Add multiple FC layers in parallel

kl_divergence · June 1, 2018, 7:04am

I am using pretrained ResNet 50, I am performing finetuning, My code is as follows:

class ResNet50(nn.Module):
    def __init__(self,num_classes,loss={'xent'},**kwargs):
        super(ResNet50,self).__init__()
        self.loss = loss
        resnet50 = torchvision.models.resnet50(pretrained=True)
        num_ftrs = resnet50.fc.in_features
        self.base= nn.Sequential(*list(resnet50.children())[:-2])
        self.fc1 = nn.Linear(2048,num_classes)
        self.fc2 = nn.Linear(2048, num_classes)


    def forward(self,x):
        x = self.base(x)
        x = F.avg_pool2d(x,x.size()[2:])
        f = x.view(x.size(0),-1)
        if not self.training:
            return f
        y = self.classifier(f)

I want to add multiple fc layers in parallel after ResNet

How can I add multiple FC layers in parallel ?,

justusschock · June 1, 2018, 9:02am

To answer your first question I removed the unneccessary code (loss etc) to get a minimum example. You could simply calculate the fc outputs one after the other (as multiprocessing on GPUs can be hard to implement) and later on return a dictionary (or a list or whatever you want).

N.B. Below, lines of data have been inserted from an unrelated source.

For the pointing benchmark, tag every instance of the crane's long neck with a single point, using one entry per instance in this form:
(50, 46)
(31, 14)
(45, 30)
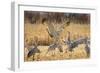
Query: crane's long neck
(68, 36)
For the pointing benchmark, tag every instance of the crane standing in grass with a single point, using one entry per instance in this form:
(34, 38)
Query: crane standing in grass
(74, 43)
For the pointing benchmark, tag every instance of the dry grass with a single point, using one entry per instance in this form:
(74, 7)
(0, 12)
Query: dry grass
(40, 32)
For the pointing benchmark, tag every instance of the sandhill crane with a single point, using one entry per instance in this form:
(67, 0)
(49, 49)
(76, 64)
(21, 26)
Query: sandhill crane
(54, 32)
(34, 48)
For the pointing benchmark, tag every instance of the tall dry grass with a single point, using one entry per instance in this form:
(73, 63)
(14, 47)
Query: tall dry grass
(31, 31)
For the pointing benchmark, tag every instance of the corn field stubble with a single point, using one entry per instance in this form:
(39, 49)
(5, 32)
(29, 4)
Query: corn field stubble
(39, 31)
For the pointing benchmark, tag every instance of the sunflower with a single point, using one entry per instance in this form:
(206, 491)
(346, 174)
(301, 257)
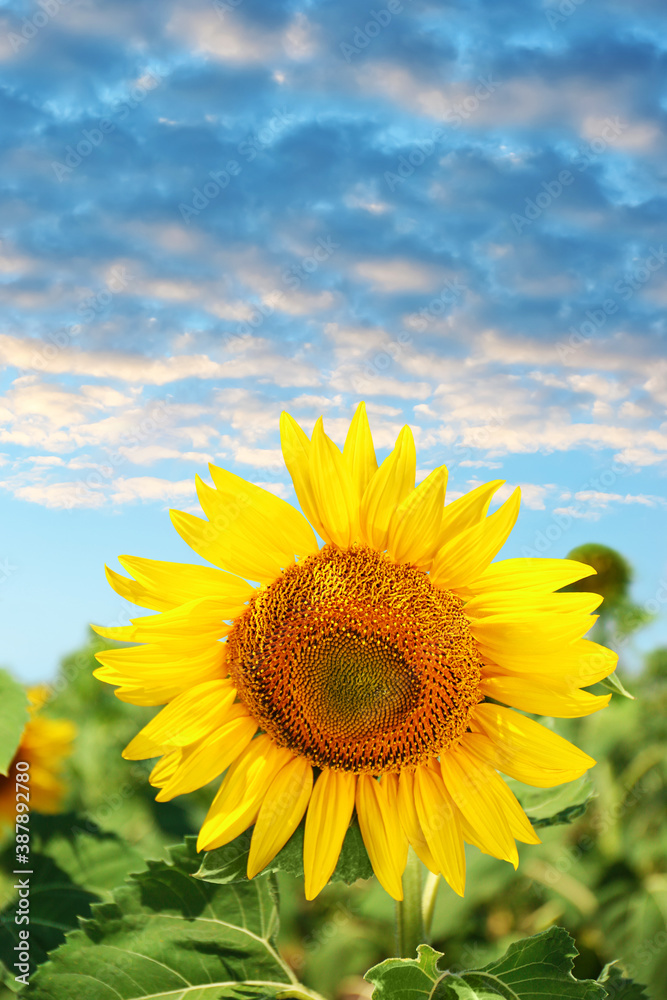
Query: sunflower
(379, 672)
(45, 743)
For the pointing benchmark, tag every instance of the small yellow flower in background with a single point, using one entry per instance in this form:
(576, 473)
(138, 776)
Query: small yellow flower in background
(378, 673)
(45, 744)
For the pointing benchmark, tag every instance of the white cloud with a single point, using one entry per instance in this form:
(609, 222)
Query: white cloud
(41, 356)
(398, 275)
(150, 488)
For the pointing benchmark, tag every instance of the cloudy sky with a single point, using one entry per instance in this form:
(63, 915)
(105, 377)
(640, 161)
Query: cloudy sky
(213, 211)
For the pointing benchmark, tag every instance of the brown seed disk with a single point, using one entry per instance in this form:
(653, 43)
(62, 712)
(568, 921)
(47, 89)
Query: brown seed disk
(356, 663)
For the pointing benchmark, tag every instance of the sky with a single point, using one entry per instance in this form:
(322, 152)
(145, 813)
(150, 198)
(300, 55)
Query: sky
(214, 211)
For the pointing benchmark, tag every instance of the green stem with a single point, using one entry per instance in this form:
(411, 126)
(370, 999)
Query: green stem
(409, 922)
(428, 901)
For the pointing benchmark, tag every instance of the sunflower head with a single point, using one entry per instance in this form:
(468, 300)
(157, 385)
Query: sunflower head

class ResNet50(nn.Module):
    def __init__(self,num_classes,num_fcs=3, loss={'xent'},**kwargs):
        super(ResNet50,self).__init__()
        self.loss = loss
        resnet50 = torchvision.models.resnet50(pretrained=True)
        self.base= nn.Sequential(*list(resnet50.children())[:-2])
        self.num_fcs = num_fcs
        for i in range(num_fcs):
            setattr(self, "fc%d" % i, nn.Linear(2048, num_classes))


    def forward(self,x):
        x = self.base(x)
        x = F.avg_pool2d(x,x.size()[2:])
        f = x.view(x.size(0),-1)

        clf_outputs = {}
        for i in range(self.num_fcs):
            clf_outputs["fc%d" % i] = getattr(self, "fc%d" % i)(f)

        return clf_outputs

For your second question you could simply try it like this:

# create class instance
model = ResNet50(5)

# freeze layer (can be done with every fc layer)
model.fc0.train(False)

kl_divergence · June 1, 2018, 9:36am

What does 5 signify here in ResNet50(5) ?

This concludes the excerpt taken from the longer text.